Consider that mutations along the genome of Human Immunodeficiency Virus (HIV) occur at random with a rate of \(5 \times 10^{-4}\) per nucleotide per replication cycle. This means that after one cycle, the number of mutations in a genome of about \(10^4\) = 10,000 nucleotides will follow a Poisson distribution with rate 5.
This probability model predicts that the number of mutations over one replication cycle will be close to 5 and that the variability of this estimate is \(\sqrt{5}\) (the standard error). We now have baseline reference values for both the number of mutations we expect to see in a typical HIV strain and its variability.
If we want to know how often 3 mutations could occur under the
Poisson(5) model, we can use the dpois()
function to
generate the probability of seeing x = 3 events, taking the value of the
rate parameter of the Poisson distribution, called lambda
(\(\lambda\)), to be 5.
dpois(x = 3, lambda = 5)
[1] 0.1403739
The output above says that the chance of seeing exactly three events is around 0.14 or about 1 in 7.
Probabilities of a range of values.
dpois(x = 0:12, lambda = 5) |>
barplot(names.arg = 0:12, col = 2)
Version | Author | Date |
---|---|---|
4ec2479 | Dave Tang | 2024-08-07 |
Mathematical theory tells us that the Poisson probability of seeing \(x\) is given by:
\[ p = \frac{e^{-\lambda} \lambda^x}{x!} \]
my_dpois <- function(x, lambda){
e <- exp(1)
((e^-lambda)*(lambda^x))/factorial(x)
}
my_dpois(3, 5)
[1] 0.1403739
dpois(3, 5)
[1] 0.1403739
The Poisson distribution is a good model for rare events such as mutations. Other useful probability models for discrete events are the Bernoulli, binomial, and multinomial distributions.
A point mutation can either occur or not; it is a binary event. The
two possible outcomes (yes, no) are called the levels
of the categorical variable. However, not all events are binary such as
the genotypes in a diploid organism, which can take three levels:
AA
, Aa
, and aa
.
Sometimes the number of levels in a categorical variable is very large; examples include the number of different types of bacteria in a biological sample (hundreds or thousands) and the number of codons formed of three nucleotides (64 levels).

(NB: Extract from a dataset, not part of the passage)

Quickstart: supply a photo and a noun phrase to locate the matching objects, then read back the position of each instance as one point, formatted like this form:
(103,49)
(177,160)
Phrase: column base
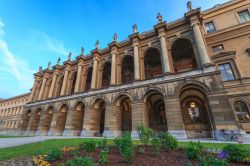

Tossing a coin has two possible outcomes and this simple experiment is called a Bernoulli trial; this is modeled using a so-called Bernoulli random variable. Bernoulli trials can be used to build more complex models.
We can use the rbinom()
function (r
for
random and binom
for binomial) to generate some random
events that follow a binomial distribution. Below we simulate a sequence
of 15 fair coin tosses. For rbinom()
we have specified 15
trials (n = 15
), where each individual trial consists of
just one single toss (size = 1
), and the probability of
success is 50/50 (prob = 0.5
).
set.seed(1984)
rbinom(n = 15, size = 1, prob = 0.5)
[1] 1 0 0 0 1 1 0 0 1 0 1 0 1 1 0
Success and failure can have unequal probabilities in a Bernoulli
trial, as long as the probabilities sum to one, i.e., complementary
events. To simulate 12 trials with unequal probabilities, we just use a
different prob
. The 1
’s indicate success and
0
’s failure.
set.seed(1984)
rbinom(n = 12, size = 1, prob = 2/3)
[1] 1 1 1 1 0 0 1 1 0 1 0 1
If we only care about successes, then the order doesn’t matter and we
can just sum the 1
’s. We can get just the successes by
setting n = 1
and size
to the number of
trials. The number of successes below is close to the specified
probability.
set.seed(1984)
rbinom(n = 1, size = 100, prob = 2/3)
[1] 62
When there are only two possible outcomes, such as heads or tails, we only need to specify the probability, \(p\), of “success” since the probability of “failure” is \(1 - p\).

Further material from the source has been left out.